// Indonesia – Maternal Mortality Raising Awareness Around The World | Mothers Monument

The Millennium Development Goal on reducing maternal mortality rates by 75% globally is in jeopardy. This fact has prompted a significant focus on emergency measures to rapidly increase improvements addressing maternal mortality.

Currently only 5% of Indonesia’s poorest 5,000,000 pregnant women receive professional care services 1. Indonesia’s current rate of maternal mortality is 230 per 100,000 live births2. In order for the UN Millennial Goals to be achieve Indonesia needs to reduce their maternal mortality rates to under 102 maternal deaths. In order to facilitate this progress by 2015, Indonesia recently announced emergency spending measures to pay for three million births for poor women to take place in hospitals with trained professionals. While their commitment is admirable there are at least three concerns for the current plan.

First is geography. Only 52% of Indonesia population lives in an urban area3 close to hospitals and medical services. Travel from the rural to urban areas can be quite precarious in much of Indonesia. Because the national plan calls for paying for health care services at hospitals by trained professionals there will necessarily be a limit to how effective this plan will be. Rural women will already be limited in their access to cities because of distance, traveling conditions, and the cost of transportation.

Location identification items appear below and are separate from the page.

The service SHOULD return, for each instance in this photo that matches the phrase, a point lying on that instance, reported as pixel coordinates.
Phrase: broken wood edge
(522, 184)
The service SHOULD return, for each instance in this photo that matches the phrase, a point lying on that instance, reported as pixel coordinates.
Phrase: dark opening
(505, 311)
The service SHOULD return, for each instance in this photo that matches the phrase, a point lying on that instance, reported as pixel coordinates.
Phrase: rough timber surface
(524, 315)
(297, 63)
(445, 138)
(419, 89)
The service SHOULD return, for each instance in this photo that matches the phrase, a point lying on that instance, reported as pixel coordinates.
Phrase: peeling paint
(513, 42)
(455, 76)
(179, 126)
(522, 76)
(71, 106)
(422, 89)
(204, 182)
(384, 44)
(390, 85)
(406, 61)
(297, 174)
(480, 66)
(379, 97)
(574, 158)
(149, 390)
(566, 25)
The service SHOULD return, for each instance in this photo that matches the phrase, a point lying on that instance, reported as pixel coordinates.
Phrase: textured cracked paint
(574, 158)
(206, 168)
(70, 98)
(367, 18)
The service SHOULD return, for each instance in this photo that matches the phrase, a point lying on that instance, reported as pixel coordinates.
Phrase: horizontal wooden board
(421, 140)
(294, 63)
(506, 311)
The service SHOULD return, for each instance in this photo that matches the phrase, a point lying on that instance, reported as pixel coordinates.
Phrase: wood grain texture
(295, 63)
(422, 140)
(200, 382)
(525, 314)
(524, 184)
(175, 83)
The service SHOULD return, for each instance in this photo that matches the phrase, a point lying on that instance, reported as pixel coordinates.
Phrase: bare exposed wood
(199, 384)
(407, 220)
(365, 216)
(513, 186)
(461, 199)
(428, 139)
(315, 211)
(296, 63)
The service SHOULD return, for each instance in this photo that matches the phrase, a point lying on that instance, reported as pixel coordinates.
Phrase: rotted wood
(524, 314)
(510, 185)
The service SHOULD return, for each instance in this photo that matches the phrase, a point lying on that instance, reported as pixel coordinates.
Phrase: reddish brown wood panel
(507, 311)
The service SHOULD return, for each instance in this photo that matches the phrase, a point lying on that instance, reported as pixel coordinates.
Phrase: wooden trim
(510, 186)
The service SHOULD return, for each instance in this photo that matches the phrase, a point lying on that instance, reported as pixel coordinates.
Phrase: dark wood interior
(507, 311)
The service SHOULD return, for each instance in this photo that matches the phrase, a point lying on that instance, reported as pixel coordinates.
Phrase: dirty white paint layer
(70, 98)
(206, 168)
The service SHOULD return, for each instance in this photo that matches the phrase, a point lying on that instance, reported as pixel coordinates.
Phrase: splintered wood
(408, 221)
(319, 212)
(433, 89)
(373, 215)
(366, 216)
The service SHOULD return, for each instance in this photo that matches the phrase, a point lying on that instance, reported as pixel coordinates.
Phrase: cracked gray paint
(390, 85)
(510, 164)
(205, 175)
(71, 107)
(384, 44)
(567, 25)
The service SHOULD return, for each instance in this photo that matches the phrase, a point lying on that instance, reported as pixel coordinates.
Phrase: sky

Because of the distance concerns a mother cannot wait until the day of her birth to leave for a hospital. She would likely need to leave at least several days earlier. This additional time requirement adds an additional cost to those already severely disadvantaged by poverty.

Second, a significant factor in maternal mortality is the care received during pregnancy. Anemia, preeclampsia, teen pregnancy, multiple births, gestational diabetes etc all increase the likelihood of a maternal death, and have nothing to do with a skilled attendant at birth.

Third, what happen’s after 2015. The current plan appears to be a limited investment, not a continuous commitment to the future. After 2015 no guarantees are in place to ensure that every year thereafter mother’s will continue to receive the care the urgently need.

While there are certainly concerns with the plan Indonesia’s actions are admirable. Hopefully the Indonesian government will include in this and future plans actions that will bring the health care to the mothers throughout their pregnancy and for all future generations of mothers to come.